In quest’ultimo mese è successo che un giovane ragazzo si è recato al pronto soccorso da cui, dopo diversi accertamenti, è stato dimesso con invio al medico curante. Evento normale: ne capitano infatti centinaia di queste situazioni in cui giovani o anziani, dopo gli accertamenti standard, vengono dimessi con l’indicazione di prestare attenzione ai sintomi per capire nel tempo se c’è o meno una patologia silente non evidenziabile con gli strumenti disponibili. Purtroppo però in questo caso il ragazzo, il giorno successivo, è deceduto per cause da accertare.

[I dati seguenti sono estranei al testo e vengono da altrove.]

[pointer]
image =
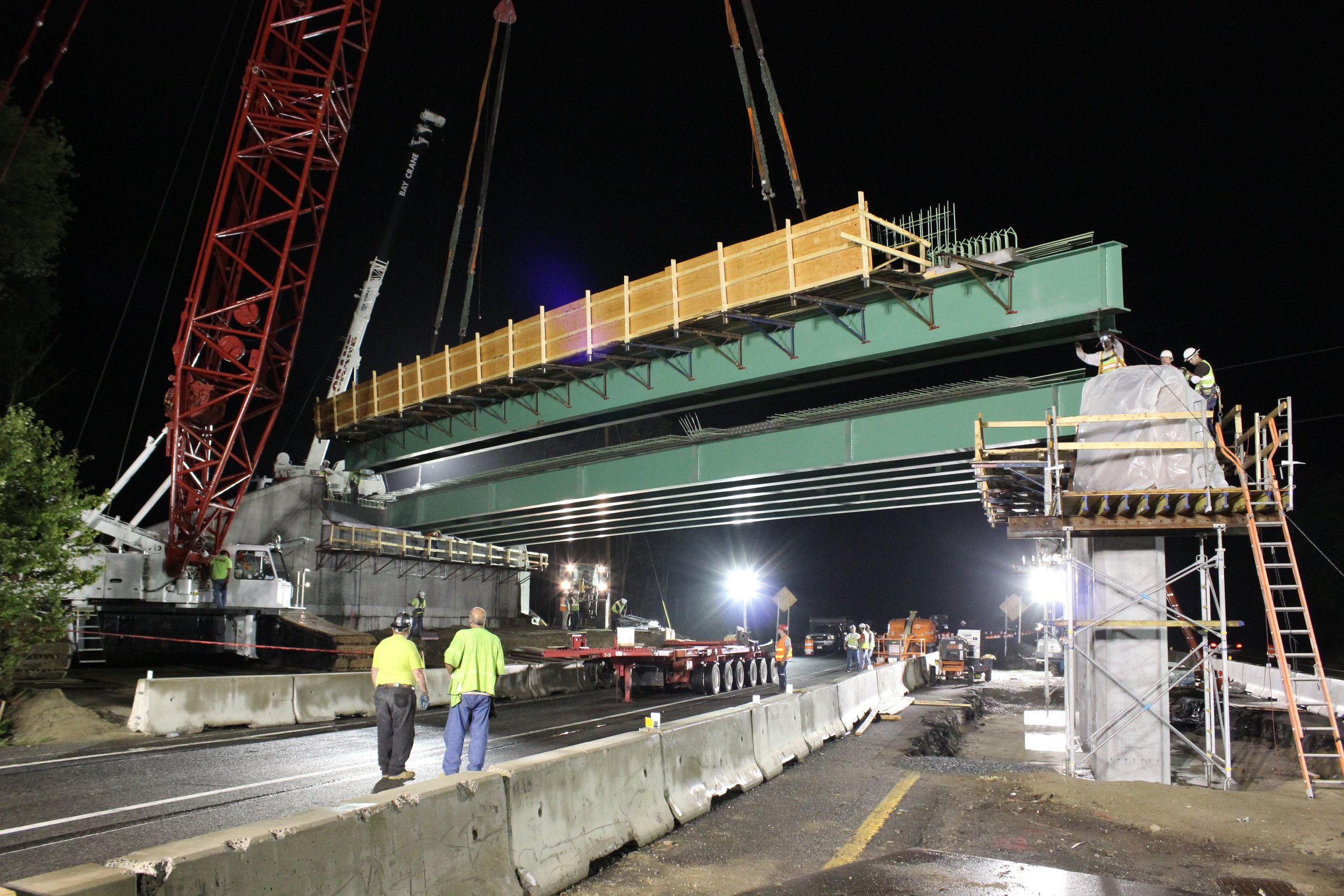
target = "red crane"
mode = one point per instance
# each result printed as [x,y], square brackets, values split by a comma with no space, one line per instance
[235,342]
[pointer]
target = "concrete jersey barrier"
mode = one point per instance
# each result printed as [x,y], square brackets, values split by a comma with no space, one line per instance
[706,757]
[332,695]
[571,806]
[442,836]
[858,695]
[187,706]
[820,715]
[777,733]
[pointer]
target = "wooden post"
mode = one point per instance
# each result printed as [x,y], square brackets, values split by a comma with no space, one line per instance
[676,320]
[724,283]
[863,232]
[627,295]
[541,318]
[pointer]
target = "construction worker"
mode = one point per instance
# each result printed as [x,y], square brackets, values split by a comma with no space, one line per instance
[851,649]
[1109,356]
[417,606]
[475,660]
[783,653]
[1200,375]
[221,566]
[397,669]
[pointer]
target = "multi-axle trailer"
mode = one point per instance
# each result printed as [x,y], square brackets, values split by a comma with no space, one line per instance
[705,666]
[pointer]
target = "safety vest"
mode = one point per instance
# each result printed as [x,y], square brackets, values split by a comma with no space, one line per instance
[1206,382]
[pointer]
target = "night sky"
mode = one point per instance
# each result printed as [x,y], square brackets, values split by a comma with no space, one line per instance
[1200,141]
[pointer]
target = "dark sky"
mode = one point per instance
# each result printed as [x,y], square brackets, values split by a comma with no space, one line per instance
[1199,140]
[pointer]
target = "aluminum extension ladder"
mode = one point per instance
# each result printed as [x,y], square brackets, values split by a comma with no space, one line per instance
[1285,607]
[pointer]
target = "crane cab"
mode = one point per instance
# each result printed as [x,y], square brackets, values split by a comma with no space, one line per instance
[260,579]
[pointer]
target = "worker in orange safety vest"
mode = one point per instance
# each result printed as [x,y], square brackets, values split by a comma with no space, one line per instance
[783,653]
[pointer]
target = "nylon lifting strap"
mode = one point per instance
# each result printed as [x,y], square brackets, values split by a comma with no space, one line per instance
[506,10]
[753,119]
[776,112]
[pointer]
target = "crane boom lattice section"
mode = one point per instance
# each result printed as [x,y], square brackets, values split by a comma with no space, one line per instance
[235,343]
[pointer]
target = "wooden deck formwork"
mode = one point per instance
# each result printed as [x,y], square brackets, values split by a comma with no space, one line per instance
[799,259]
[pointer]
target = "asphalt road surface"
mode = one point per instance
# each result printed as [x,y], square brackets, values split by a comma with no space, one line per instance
[105,801]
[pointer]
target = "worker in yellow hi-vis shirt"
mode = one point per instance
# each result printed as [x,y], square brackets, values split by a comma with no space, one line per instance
[475,660]
[397,669]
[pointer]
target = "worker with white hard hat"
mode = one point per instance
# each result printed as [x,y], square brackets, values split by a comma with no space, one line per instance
[1200,375]
[1109,356]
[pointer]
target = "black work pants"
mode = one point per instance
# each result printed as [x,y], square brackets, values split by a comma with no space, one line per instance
[396,712]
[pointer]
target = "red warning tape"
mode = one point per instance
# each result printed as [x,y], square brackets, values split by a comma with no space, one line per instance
[230,644]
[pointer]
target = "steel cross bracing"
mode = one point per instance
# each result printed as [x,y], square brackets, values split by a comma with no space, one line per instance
[235,345]
[1203,661]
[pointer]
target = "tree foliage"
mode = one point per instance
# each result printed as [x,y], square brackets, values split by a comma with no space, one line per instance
[42,536]
[35,210]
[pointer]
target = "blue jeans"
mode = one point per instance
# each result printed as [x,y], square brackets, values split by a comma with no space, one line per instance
[472,714]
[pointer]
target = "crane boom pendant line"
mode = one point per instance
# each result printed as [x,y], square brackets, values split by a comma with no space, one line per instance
[240,327]
[467,179]
[753,119]
[347,364]
[776,112]
[485,168]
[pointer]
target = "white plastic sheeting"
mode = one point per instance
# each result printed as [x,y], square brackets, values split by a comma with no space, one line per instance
[1135,390]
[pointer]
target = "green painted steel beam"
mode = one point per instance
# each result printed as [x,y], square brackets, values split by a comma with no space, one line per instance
[1054,300]
[902,457]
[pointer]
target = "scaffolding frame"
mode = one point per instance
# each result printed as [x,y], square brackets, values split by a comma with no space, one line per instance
[1205,661]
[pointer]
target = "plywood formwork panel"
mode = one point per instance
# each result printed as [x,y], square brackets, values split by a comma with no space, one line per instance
[800,257]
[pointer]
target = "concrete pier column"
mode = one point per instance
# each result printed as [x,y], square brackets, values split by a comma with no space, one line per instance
[1135,744]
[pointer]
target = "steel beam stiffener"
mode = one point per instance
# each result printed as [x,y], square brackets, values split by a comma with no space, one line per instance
[235,343]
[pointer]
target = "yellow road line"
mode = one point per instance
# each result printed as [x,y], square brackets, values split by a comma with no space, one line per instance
[873,824]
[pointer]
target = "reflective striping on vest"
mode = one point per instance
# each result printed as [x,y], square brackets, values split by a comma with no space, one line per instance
[1109,362]
[1206,382]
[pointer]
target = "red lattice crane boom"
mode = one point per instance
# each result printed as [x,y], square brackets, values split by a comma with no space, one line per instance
[235,342]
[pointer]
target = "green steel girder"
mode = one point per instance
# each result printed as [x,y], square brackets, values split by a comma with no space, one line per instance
[1054,300]
[909,457]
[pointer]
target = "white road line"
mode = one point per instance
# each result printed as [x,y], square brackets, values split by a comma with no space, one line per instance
[328,771]
[176,800]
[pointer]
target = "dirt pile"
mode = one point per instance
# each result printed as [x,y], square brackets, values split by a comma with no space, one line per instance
[49,716]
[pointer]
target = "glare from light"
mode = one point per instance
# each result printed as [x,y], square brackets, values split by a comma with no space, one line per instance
[742,585]
[1047,585]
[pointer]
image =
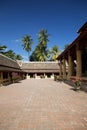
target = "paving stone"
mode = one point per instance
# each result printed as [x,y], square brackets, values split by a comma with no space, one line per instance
[42,104]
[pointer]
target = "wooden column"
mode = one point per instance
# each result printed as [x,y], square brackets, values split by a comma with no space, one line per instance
[60,65]
[64,69]
[1,78]
[79,62]
[70,66]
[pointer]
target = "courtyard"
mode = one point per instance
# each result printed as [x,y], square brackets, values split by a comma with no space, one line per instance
[42,104]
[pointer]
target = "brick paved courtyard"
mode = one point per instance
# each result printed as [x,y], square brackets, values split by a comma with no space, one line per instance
[42,104]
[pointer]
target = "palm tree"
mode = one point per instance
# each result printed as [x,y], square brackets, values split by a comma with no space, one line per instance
[43,37]
[27,42]
[43,40]
[66,46]
[54,52]
[3,48]
[10,54]
[18,57]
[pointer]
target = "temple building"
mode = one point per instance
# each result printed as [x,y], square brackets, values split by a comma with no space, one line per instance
[13,71]
[75,55]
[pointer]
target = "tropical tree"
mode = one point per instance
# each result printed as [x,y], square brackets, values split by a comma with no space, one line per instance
[3,48]
[26,43]
[66,45]
[10,53]
[54,52]
[41,53]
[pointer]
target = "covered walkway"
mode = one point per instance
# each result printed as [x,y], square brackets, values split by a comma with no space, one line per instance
[42,104]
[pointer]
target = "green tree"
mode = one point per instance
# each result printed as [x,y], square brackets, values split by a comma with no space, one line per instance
[3,48]
[66,45]
[10,53]
[26,43]
[54,52]
[41,53]
[18,57]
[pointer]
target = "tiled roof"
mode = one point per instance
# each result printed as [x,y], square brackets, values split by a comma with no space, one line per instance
[40,66]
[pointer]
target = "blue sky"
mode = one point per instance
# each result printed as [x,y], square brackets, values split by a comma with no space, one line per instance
[62,19]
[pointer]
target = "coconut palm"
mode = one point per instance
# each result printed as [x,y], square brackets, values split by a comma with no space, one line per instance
[27,42]
[3,48]
[54,52]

Negli stessi giorni un mio paziente medico, dopo sei anni di vicende giudiziarie con l’accusa terribile di omicidio colposo, è stato definitivamente assolto. In tutto quest’iter, oltre a un esborso patrimoniale imponente per pagare avvocati, si è licenziato dal luogo di lavoro pubblico perché non si sentiva più sicuro a svolgere il suo lavoro di alta professionalità medica ma, allo stesso tempo, di alti rischi.

Si tratta di due vittime che ispirano compassione. Il ragazzo deceduto è vittima dell’inevitabile rischio insito nel fatto che siamo esseri viventi fragili e caduchi? O anche occorre cercare a tutti i costi un colpevole? La sofferenza immane per la morte prematura di un ragazzo deve per forza essere gestita sul piano giudiziario e non su quello psicologico?

Il medico, ora operante nel privato, è sicuramente vittima di un sistema giudiziario lento e farraginoso, oltre che di un accanimento mediatico contro la medicina che non sempre può guarire. Le previsioni sono che entro pochi anni nessun medico vorrà più lavorare nei pronto soccorso. Già il ministero ha proposto che anche non specialisti in medicina d’urgenza possano essere assunti per ovviare alle carenze.

In diversi Paesi si devono “importare” medici ginecologi, ortopedici o chirurghi in quanto nessuno vuole esporsi ai rischi collegati a queste professioni. Nei servizi pubblici in pochi anni assisteremo a un esodo di bravi medici che lavoreranno solo nel privato con tariffe molto alte per pagare assicurazioni e legali. La gestione giudiziaria e non psicologica della morte o della sofferenza provocherà un peggioramento dell’assistenza sanitaria.